How the New York Public Library works

Like bookstores, libraries need to anticipate literary appetites. Unlike bookstores, libraries do not have a financial incentive to feed those appetites immediately.

...They have to balance civic missions and budget concerns with the imperative to put books in people’s hands. Sometimes, patrons have to wait. While bookstore best-seller lists monitor only what goes out, lists of the library’s most-circulated and most-requested books reveal not only which books readers want right now, but which they’re willing to wait for.
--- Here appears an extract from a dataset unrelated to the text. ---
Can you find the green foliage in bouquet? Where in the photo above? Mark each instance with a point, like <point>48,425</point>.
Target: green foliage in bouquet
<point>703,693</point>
In January, four out of the [NYPL’s] five most circulated works—the closest thing the library has to a best-sellers list—came from well-known authors of genre fiction:

Kill Alex Cross by James Patterson
Explosive Eighteen by Janet Evanovich
Hotel Vendôme by Danielle Steel
The Drop by Michael Connelly

The outlier on this list is The Help, which was the second-most circulated title in the system last month, although the book first came out in 2009 and the movie based on it was released last August. When it was first released, The New York Times’ Janet Maslin called it a “button-pushing, soon to be wildly popular novel.” It has lingered on the Times’ best-seller list, too, in the wake of the movie’s release.

Not just in its predilection for 1960s homespun civil-rights nostalgia, the list of the library’s most circulated books has more in common with the Times’ bestseller list than those at indie bookstores. It reflects popular, rather than literary, tastes. But the list of the library’s most requested books has a different aura to it. It’s a bit celebrity-obsessed. Not in the manner of Perez Hilton: these are smart celebrities—Steve Jobs, and Diane Keaton, and Mindy Kaling.